Therein lies the controversy. Was Hubbert truly correct in his prediction? Some energy analysts don’t think so, believing that peak oil was reached in the early 2000s rather than the 1970s. Others argue that the world hasn’t come close to reaching peak oil production yet, and that there are even more oil reserves lying undiscovered in the Arctic, South America, and Africa. Determining when peak oil will occur (or if it already has) is dependent on measuring the world’s available oil reserves and future oil extraction technologies.

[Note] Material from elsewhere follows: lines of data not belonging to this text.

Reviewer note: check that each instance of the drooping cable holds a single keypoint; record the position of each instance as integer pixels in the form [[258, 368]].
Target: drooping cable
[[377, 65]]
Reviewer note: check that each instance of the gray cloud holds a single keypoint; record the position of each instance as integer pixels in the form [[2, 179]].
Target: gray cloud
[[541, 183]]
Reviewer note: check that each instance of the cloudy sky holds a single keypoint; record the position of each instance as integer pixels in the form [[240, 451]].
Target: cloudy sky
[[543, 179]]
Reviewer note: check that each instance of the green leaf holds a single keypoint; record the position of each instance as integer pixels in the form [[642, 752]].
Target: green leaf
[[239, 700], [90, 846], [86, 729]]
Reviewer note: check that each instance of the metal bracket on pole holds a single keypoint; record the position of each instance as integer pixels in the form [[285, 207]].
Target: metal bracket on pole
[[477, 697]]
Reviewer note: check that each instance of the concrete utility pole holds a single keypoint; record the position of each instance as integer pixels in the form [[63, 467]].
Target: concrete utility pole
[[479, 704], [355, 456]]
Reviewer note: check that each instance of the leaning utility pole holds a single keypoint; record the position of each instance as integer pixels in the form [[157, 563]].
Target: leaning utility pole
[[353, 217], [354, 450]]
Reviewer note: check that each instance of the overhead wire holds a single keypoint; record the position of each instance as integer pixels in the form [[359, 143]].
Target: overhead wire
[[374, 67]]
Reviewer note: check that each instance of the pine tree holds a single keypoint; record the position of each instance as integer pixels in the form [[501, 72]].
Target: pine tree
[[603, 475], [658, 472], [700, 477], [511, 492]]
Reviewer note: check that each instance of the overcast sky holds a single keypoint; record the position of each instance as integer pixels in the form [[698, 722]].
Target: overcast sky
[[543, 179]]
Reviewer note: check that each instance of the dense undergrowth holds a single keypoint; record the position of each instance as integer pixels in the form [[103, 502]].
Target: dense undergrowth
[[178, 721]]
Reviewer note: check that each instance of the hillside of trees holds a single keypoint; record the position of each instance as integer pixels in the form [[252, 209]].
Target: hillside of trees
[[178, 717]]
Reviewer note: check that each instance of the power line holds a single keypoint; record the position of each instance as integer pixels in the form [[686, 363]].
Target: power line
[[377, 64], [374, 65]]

What Will Happen After Peak Oil?

Peak oil doesn’t necessarily mean that the world will run out of oil, but rather that we will run out of cheap oil. With a majority of our economy and everyday lives reliant on a steady supply of cheap oil and petroleum products, the stakes are obviously quite high when it comes to peak oil theory.

A drop in oil supply would lead to a spike in oil and fuel prices, which would affect everything from the agriculture industry to the transportation industry to the technology industry. The consequences could be as serious as widespread famine as food supplies dwindle or a mass exodus from metropolitan areas as the oil supply drops. At its worst, peak oil could lead to massive public unrest, geopolitical upheaval, and the unraveling of the fabric of the global economy. If the peak oil theory holds, it only makes sense to begin investing in alternative and renewable sources of energy now.